Terminaba la semana pasada
con una referencia al artículo de García Vega en El País del 28 de octubre, en
un suplemento sobre “Los recortes de la salud”. Según se señalaba en el
mismo, “la sanidad deja de ser un derecho
universal para convertirse en una contraprestación por los años cotizados”, y
se busca “excluir a ciertos colectivos y favorecer el aseguramiento privado”,
en opinión del analista en comunicación Enrique Alcat y del portavoz de la
Federación para la Defensa de la Sanidad Pública Marciano Sánchez Bayle,
respectivamente.
Daba García Vega algunas
cifras que hablan por sí solas de la buena salud de la privada, como que el 30%
de los españoles tiene doble aseguramiento, o que el volumen de primas del
seguro de salud privado en el primer semestre del año pasado experimentó un
crecimiento del 3,16% frente al mismo periodo del ejercicio anterior. Abundaba
en este tema Alfonso Simón, a través de datos de Investigación Cooperativa
entre Entidades Aseguradoras (ICEA), que en junio de 2012 mostraban que el
total de asegurados había crecido un 1,06% en los 6 meses previos, alcanzando
los 10,5 millones de ciudadanos asegurados; en primas el resultado era aún
mejor, con el referido aumento del 3,16% interanual, alcanzando los 3384
millones de euros de ingresos en el primer semestre. Como indicaba Simón,
“estas compañías saben que la lentitud de respuesta en la sanidad pública, para
ciertas pruebas, consulta al especialista o intervenciones no urgentes, se
convierte en su mejor baza”. Bien lo saben los usuarios del SESCAM,
especialmente aquellos que en los últimos meses hayan recurrido a realizarse,
por ejemplo, una ecografía en una clínica privada, ante la desproporcionada
lista de espera de la sanidad pública.
Según Simón, “el motor en
las pólizas continúa siendo la contratación colectiva, la que las compañías
pagan a sus trabajadores y familiares”. Y es que “estos seguros tienen ventajas
fiscales, pues no se consideran retribución en especie hasta que no superan los
500 euros anuales por persona”. En conjunto, “unos 6,1 millones de ciudadanos
utilizan esta asistencia sanitaria, a los que se suman 1,9 millones de
funcionarios de las mutualidades como Muface…, los 1,05 millones de las
concesiones de los hospitales públicos…, y los 2,3 millones de salud dental”.

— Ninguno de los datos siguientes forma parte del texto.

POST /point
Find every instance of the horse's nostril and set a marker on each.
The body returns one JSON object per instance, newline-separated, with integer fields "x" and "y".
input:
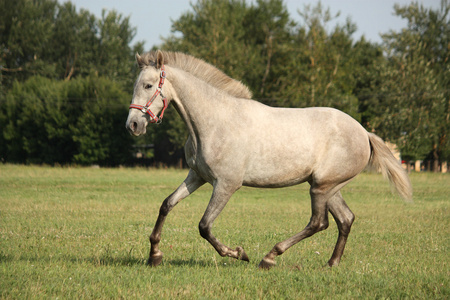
{"x": 133, "y": 126}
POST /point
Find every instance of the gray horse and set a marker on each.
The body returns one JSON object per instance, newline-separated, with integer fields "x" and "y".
{"x": 235, "y": 141}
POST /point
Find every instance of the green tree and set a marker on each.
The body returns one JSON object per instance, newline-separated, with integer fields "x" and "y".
{"x": 411, "y": 104}
{"x": 53, "y": 121}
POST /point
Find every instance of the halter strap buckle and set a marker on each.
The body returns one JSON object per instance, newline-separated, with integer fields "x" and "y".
{"x": 146, "y": 109}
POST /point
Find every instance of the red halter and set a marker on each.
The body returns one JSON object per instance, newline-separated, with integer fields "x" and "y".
{"x": 146, "y": 109}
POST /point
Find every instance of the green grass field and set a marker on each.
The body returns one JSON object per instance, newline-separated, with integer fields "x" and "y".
{"x": 83, "y": 233}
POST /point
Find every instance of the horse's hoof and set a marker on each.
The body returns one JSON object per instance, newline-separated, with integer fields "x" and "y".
{"x": 154, "y": 261}
{"x": 266, "y": 264}
{"x": 241, "y": 254}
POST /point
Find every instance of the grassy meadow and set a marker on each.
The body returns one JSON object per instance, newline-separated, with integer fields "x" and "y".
{"x": 83, "y": 233}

En ese suplemento se aportaban
alternativas a los recortes, en la línea de las que he expuesto en repetidas ocasiones,
en un artículo firmado por Elena Sevillano y que trataba de lo que se ha dado
en llamar “desinversión”, que no es otra cosa que dejar de hacer lo que no
sirve. Así, Ignacio Riesgo en el informe “Diez temas candentes de la sanidad
española para 2012”,
habla de “lucha contra el despilfarro”, que cifra en un 30-35%, y que clasifica
en tres tipos: “el que deriva de la conducta de los individuos (obesidad,
tabaco, falta de ejercicio), el operativo, referido a compras y procesos, y la
actividad clínica, con pruebas repetidas e innecesarias y prolongaciones
de estancias en el hospital”.
Jaume Puig-Junoy, profesor
de la de Universidad Pompeu Fabra, subraya en este sentido que “menos de lo
mismo no lleva a ninguna parte”, por lo que propone una “reforma inteligente:
dejar de gastar en tratamientos y procedimientos de escaso valor para la salud
según criterios clínicos y científicos, y pagar de forma selectiva por las
innovaciones”, “convertir en emprendedores a los que trabajan en la atención
primaria”, “pagar por tener sanos y controlados a los pacientes con problemas
de salud crónicos” y “dejar de pagar fortunas por cualquier novedad sin tener
en cuenta la aportación terapéutica”.
Sevillano subrayaba “la
necesidad de evitar el uso inapropiado de la tecnología”, y daba como ejemplo
el número de TAC y resonancias que se realizan en España por habitante y año,
superior en un 23% a la UE. En cuanto al concepto de “desinversión”, recoge un
estudio realizado por el Servicio Nacional de Salud británico, que “concluye
que podría ahorrar 500 millones de libras anuales quitándose de encima los
tratamientos menos efectivos”. En esta línea recoge algunas recomendaciones de
Puig-Junoy, entre las que quiero destacar dos: “publicar una lista con
criterios clínicos y científicos de lo que no hay que hacer” y “establecer
criterios racionales y transparentes de priorización de las listas de espera”.